Last week, syndicated columnist Kathleen Parker wrote an op-ed entitled “The Power of Losing” about the trials and tribulations of the 2012 Presidential campaign. In it, she notes that the recent losses by Mitt Romney to Rick Santorum in Colorado, Minnesota, and Missouri on February 7 could actually help to successfully re-focus Romney and his campaign as he seeks the Republican nomination.
Parker asserts that Romney’s concession speech that evening was the best speech to date of his candidacy, saying it “was touching and sweet and true.” She goes on to compare other major concession speeches by Presidential candidates, like Al Gore in 2000 and John Kerry in 2004, as their best speeches of their respective campaigns.

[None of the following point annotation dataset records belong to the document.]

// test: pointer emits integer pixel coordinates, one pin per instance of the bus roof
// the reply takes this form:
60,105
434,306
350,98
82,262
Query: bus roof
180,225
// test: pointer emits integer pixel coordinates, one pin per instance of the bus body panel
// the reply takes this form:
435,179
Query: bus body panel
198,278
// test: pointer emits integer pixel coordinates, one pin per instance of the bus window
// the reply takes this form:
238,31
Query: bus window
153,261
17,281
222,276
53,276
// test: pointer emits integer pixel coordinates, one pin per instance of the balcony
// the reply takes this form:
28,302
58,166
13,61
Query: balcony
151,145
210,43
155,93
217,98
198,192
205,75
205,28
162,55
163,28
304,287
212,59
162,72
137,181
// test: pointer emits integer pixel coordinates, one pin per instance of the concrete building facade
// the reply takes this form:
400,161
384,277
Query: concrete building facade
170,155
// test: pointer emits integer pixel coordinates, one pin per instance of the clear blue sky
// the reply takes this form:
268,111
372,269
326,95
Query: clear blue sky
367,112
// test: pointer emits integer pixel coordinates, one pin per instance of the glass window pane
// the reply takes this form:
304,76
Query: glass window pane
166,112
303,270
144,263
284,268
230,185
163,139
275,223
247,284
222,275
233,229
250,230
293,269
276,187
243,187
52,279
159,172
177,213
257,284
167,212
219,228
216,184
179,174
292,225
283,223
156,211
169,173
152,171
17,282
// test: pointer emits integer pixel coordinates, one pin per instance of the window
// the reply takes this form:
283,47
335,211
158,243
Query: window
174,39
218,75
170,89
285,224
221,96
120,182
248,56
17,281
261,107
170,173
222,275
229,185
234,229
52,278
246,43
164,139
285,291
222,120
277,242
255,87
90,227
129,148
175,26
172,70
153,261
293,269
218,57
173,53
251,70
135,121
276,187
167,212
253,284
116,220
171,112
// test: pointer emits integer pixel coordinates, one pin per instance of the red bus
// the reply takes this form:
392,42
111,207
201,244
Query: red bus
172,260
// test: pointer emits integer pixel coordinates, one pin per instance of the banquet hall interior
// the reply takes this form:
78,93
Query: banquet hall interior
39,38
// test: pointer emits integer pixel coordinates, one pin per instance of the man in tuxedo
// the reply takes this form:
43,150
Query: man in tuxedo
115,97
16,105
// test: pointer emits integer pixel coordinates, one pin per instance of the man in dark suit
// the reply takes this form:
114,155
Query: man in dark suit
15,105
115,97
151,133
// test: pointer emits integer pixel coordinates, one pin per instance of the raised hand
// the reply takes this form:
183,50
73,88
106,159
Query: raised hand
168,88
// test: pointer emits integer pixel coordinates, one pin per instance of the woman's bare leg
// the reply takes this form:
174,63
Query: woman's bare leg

Of course, Romney’s February 7 loss was but one step along the way, and not an ultimate concession for the final prize like that of Gore and Kerry. And that’s the point. Romney still has a chance to leverage that night’s loss.
Parker goes on to say, “The moral of the story isn’t that one must lose to win, but that one try to harness the spoils of loss for the road to victory.”
Clearly, we can apply this same “power of losing” concept to the business world. Whether for an individual senior executive at a company, or the company at large, there is nothing like losing to a competitor or suffering your company’s first quarterly loss to get the juices flowing.
But success will turn on how that executive or how that company chooses to react to that loss, and whether they are successful in summoning a renewed winning spirit to take the next hill.
Loss is inevitable at some point for anybody and any company. Prepare yourself to respond to it accordingly, and turn the power of losing to your ultimate advantage.
And, seek to harness the spoils of loss for your road to victory. It might just lead to a bit of “Hail to the Chief” for you and your company.